Having discovered fermentation in the pandemic, she includes a recipe for making eight pounds of homemade miso in a process that takes six months. Also on offer: her mother’s black vinegar chicken wing stew recipe.

“It’s something she started doing and it brings her joy,” Bennett said of miso. “As an individual, you need to think about what’s important in your life — what recipes will make you happy, maybe something that’s been passed down from your family.”

Kondo’s anecdotes can be unintentionally touching. In a section on getting rid of unnecessary cleaning products, she reports that, as a college student who lived at home, “I couldn’t suppress my compulsion to be tidy. Not content with tidying my own room, I cleaned as a way of distracting myself from other people’s rooms. I used bleach to clean the drain in the kitchen sink, scrubbed the dirt out of the kitchen fan, cleaned the windowsills, and had the pleasure of removing dust that no one had noticed, using different types of cleaners to deal with every kind of dirt”. (But plain water is usually all you need.)

Not everyone, however, is buying this wave (or the kurashi).

Ramani Durvasula, a clinical psychologist in Southern California with a strong following, said he doesn’t dispute Kondo’s idea that an organized space can yield greater emotional and creative benefits. “But you have to remember that not all of us are the same,” she said. Perfectionists intent on organizing their rooms “more or less” – or people who don’t have the time, resources or energy to comply with the rigors of minimalism – run the risk of feeling anxious or embarrassed about not achieving their ideal lifestyles.

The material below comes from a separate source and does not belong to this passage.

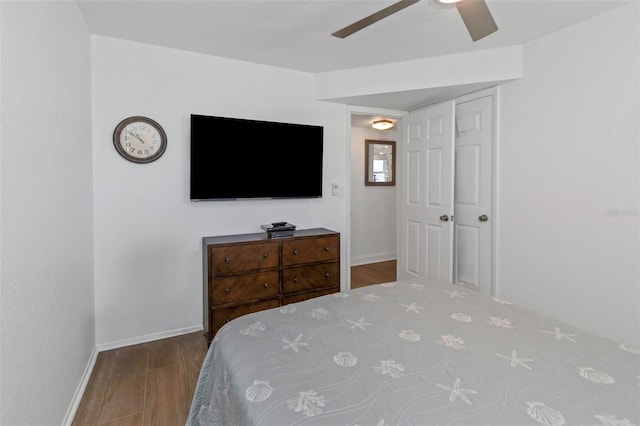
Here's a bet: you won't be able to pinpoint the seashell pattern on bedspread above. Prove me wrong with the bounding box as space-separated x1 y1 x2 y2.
186 280 640 426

“Holding something up and asking, ‘Does this give me joy?’ it’s complicated,” said Durvasula. For people who may have difficult family relationships or are dealing with loss, the exercise “isn’t just about joy; it’s about identity, it’s about history, it’s about unresolved trauma. This shirt isn’t just joy; it can be about a whole world of pain “.

Durvasula said she also believes in rationalization, but of a different nature. “If all my clients lived in junk-filled houses but eliminated toxic people from their lives, I would approve,” she said. “Put away the old suitcases; get rid of the grouchy uncle.”